Many TAs commented on the isolation of being invisible in a COVID-world without faces. Several commented on their hesitation to turn on their camera or to ask students to do the same, but also commented on how much their life improved once they did.

Stressed students can sometimes treat the invisible TA as an unfeeling machine, but tend to treat you as more human if they can see you. It can also be worth your time to spend a minute talking about their life and yours, reminding them that you are a person and a fellow-student before you get under way with the help they came seeking.

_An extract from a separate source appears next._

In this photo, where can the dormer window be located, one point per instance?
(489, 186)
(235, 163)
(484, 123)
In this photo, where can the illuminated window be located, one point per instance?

Also take the initiative to get to know your fellow TAs. Many TAs in the COVID era commented that they wished they had gotten to know thier fellow TAs better. Don’t expect the veteran TAs to initiate this: they know each other already from when they TAed in person together. Don’t expect your supervisor to do it either (see Your supervisor is flawed above). Take the initiative to say hi, to share anecdotes (good and bad), to create opportunities to make friends with your fellow TAs.

5.2 Whiteboards, not code editors

Again and again, TAs shared advice like this:

I wish I had transitioned to sharing my own screen with a virtual whiteboard earlier in the semester.

The exact reasons for this reflection varied, but it was almost universal across all different levels and varieties of classes.

When the TA was in a class that involved writing code, they usually also referred to students who shared their screen of code, generally referring to that practice as a problem that the virtual whiteboard solved. Another common approach to solving this was to employ the Socratic method

5.3 Encouragement works

Often students will exhibit signs of low energy, isolation, and discouragement. Several TAs expressed surprise with how well encouraging the students worked in getting them engaged and happy. As one TA (Mark Chitre) put it:

I started adding in words of encouragement to see if it would make a difference in the amount of interest that students showed. To my surprise, the change was drastic, and now I try to employ that strategy in every meeting I get with a student.

This is also a good practice in person, but was reported to have far greater impact with online courses.

6 You’ll love it

I’ve read reflection papers on TAing from more than 500 TAs. Of those, three (0.6%) expressed discontent and an intention to not continue TAing. Even when I ask TAs to reflect on what was a struggle, more than half offer unsolicited comments about how great TAing was.

You’ll have plenty of struggles as a TA, and learn a lot about teaching, grading, other people, and yourself as a consequence. And, with very very high probability, you’ll love it and want to do more of it.